1. The unconscious was invented to relieve the hysteric of the noncongruence between excitability and cognition. By way of this “other scene,” the nontime of the drive is metabolized into representations and primary processes, still outside time but able to be formulated in temporal conscious representations. This always incomplete translatability invites us to understand Freud’s sentence, “Hysteria is linked to the place,”28 not only as a dependence on home, landscape, and setting, but on the maternal place, which is a place of passion. Now consider how Freud’s sentence resonates with this one by Joyce: “Father times, mother spacies.” Here, the space of passion (of the primary maternal) turns into the memory of the species, ontogenesis into phylogenesis. In short, hysteric temporality encourages us to reformulate the unconscious—beyond the timeless drive and its semiotic and sensorial offshoots—by including the prepsychical.

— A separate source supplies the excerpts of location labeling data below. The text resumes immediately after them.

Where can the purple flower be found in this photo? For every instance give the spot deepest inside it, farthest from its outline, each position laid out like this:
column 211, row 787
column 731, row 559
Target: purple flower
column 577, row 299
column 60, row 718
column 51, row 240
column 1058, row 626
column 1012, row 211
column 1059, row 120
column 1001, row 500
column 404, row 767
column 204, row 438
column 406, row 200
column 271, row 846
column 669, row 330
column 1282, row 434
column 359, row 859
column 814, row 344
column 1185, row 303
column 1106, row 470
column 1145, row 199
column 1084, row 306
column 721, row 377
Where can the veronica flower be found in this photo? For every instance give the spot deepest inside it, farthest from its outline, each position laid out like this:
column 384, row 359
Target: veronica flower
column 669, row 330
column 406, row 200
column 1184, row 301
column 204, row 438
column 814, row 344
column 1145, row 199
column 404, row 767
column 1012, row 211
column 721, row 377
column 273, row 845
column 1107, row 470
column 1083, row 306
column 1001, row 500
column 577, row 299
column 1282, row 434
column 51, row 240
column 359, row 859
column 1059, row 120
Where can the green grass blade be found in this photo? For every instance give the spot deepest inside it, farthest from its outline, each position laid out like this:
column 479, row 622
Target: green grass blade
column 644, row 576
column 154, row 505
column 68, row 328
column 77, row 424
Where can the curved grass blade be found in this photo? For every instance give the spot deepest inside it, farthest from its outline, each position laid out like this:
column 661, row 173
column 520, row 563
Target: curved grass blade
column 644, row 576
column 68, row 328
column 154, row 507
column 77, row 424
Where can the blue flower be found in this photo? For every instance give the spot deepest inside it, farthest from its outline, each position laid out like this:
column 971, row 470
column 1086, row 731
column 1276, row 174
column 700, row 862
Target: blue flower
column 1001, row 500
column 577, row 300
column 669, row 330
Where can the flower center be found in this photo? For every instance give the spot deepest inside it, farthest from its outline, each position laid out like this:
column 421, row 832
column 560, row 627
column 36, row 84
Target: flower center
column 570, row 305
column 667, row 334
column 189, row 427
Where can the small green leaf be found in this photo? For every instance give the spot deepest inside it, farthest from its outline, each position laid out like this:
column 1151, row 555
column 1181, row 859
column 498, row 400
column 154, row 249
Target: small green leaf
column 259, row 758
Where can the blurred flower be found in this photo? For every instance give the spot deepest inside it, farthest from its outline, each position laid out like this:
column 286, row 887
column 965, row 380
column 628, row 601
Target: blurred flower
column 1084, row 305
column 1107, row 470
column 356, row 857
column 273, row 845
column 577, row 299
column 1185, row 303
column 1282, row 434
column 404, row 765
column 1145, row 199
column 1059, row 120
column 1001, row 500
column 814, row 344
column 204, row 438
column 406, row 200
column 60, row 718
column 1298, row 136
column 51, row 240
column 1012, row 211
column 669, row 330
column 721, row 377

In other words, by listening to hysterical time and other contemporary clinics, a contemporary version of the unconscious appears to be emerging that includes the prepsychical and even Being.29 Far from being the hysteric’s trick of recovery in transference with the master-analyst, this unconscious augments the hysteric, just as the monster characters at the end of Proust’s Time Regained are augmented: the outsize temporalities that are in play create monstrous intimacies. Moreover, and symmetrically, if the analyst’s listening were to be placed in the vortex of this hysterical temporality, the analyst would run the risk of dissociative states. And access to this mad passion that is absorbed, with the serenity due to philosophy, by calling it Being.
 
2. I have naturally wondered if my personal interest in the crazy link to the crazy mother did not come from the fact that I was spared this configuration, “in favor,” dare I say, of another, destabilizing in other ways: a mother neutralized by her latent phobia and, in addition, split in two, indeed, three, by a lineage of matrons (grandmothers, great-aunts, and so on) in the image of Santa Maria Metterza in the painting by Leonardo analyzed by Freud. To have been satisfied and frustrated by not one, but two or three possible mothers, I am probably impressed by the frightening impact of unique “ruthless love.” As a result, I am among those who consider the emphasis on “the primary maternal” an excessive return of the deus ex machina—when not the goddess-mother—in psychoanalysis. If I have resorted to it, however, it has been to point out that this archaic maternity is not the absolute cause in the ultimate anthropomorphic representability adjoining the other side: the prepsychical/biological. By coming up against the real mother and the phantasm of the phallic or anal mother, hysterical time leads us to the coexcitation of the two primary protagonists. Moreover, beyond their passion, hysterical time leads us to the strictly inhuman components of this excitation. I understand this “passionate primary maternal” in the pure sense Freud attributed to the concept of “metapsychology”: it is the ultimate irrepresentability. Didn’t Freud write to Fliess that he was looking for “a biological—or rather metapsychological—” solution (emphasis mine), the synonyms biological and metapsychological contrasting with the “psychological” solution brought about by “the theory of wish fulfillment”?30
Though forged in transference by the speech of free association, a temporal action, hysteria defies it and checkmates the end of analysis, perhaps even “analyzability,” in a different way than psychosis.Knowing this, the analyst does not disavow metapsychology or the clinic for all that. To those who worry about the end of History, we can say that, since his pact with hysteria, Freud opened another temporality: that of the spacing of Being in the event, which, for the analyst, is nothing other than passionate madness. “Dissociative states” like conversion, scenes, passivations, and other components of the hysteric syndrome testify to the fact that, while threatening desire, thought, and time, it is indeed this madness, not to be confused with psychosis, that constitutes the secret motor of the human condition. Having led Freud to invent the unconscious, hysteria reminds us that the madness of this unconscious can never be explored enough.